Furthermore, the positive association between depression and anxiety and incidence of cancer and all-cause mortality; and the increased risk of depression among patients with cancer are also factors that can be considered as mechanisms through which VNS plays a role in the treatment of cancer.

This is because VNS is used in the management of depression, which by implication helps improve a symptom associated with cancer and reduce the risk of developing it.

This systematic review says: Thus, we conclude that a relatively high vagus nerve activity predicts better prognosis in several cancers, independent of important prognostic factors such as age, cancer stage, or treatments. The experimental evidence from animal research confirms this conclusion and provides evidence for a causal relationship between an intact vagus nerve and slower tumor progression or between vagal activation via Semapimod, and less metastasis.

[Semapimod is an inhibitor of proinflammatory cytokine production]

This Review Article says:
Studies have also demonstrated that multiple forms of meditation can alter the parasympathetic component of HRV and can have a positive effect on cardiac autonomic tone. Similarly, relaxation therapy and HRV biofeedback, both behavioural methods, can significantly increase the parasympathetic component of HRV, reflecting an increase in vagus nerve activity…An increased efferent vagus nerve activity has been observed after administration of semapimod, demonstrating its vagal activating potential.

This 2023 study says:
In relapsed/refractory diffused large B-cell lymphoma we found that HRV [Heart Rate Variability]…was a predictor of survival independent of confounders. Patients with higher HRV had 4.85 times greater chances of surviving compared to those with low HRV independent of multiple confounders, including disease severity… For Multiple Myeloma, we found that HRV… was a predictor of Progression Free Survival independent of confounders. Patients with higher HRV had 5.23 times greater chances of not progressing compared to those with low HRV.

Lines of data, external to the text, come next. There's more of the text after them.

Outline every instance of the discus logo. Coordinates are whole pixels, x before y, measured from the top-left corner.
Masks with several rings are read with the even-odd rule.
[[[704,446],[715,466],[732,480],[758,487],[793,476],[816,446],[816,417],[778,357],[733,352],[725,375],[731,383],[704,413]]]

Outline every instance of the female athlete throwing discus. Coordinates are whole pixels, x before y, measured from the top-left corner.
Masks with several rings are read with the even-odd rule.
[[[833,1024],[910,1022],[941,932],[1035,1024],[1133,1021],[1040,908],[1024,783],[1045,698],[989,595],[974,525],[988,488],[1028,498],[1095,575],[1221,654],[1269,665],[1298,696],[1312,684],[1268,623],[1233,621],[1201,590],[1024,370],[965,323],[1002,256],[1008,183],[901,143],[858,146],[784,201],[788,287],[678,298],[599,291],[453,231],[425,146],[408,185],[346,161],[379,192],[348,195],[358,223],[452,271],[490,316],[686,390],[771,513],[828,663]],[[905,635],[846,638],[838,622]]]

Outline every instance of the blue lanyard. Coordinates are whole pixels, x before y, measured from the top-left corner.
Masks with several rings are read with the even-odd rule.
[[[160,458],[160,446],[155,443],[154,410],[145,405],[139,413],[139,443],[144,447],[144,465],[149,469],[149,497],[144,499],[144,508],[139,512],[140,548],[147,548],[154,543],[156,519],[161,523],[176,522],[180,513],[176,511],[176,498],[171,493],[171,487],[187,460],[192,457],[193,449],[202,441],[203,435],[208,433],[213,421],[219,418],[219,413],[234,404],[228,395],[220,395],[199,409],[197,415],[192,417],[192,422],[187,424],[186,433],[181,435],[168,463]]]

These results demonstrate the consistency of the prognostic role of the vagus nerve in two different hematologic cancers.

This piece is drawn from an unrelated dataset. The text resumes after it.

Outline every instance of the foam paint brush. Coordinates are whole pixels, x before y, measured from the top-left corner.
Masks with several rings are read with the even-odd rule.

Moreover, the results of the present study are in line with previous studies showing the prognostic role of HRV in solid cancers, such as colon, breast, pancreas, and liver cancer, and in line with systematic reviews and a meta-analysis showing the independent prognostic role of HRV in cancer. Our results extend these results to two types of blood cancer, which raises the hypothesis that the vagus may affect blood cancer prognosis through a systemic mechanism.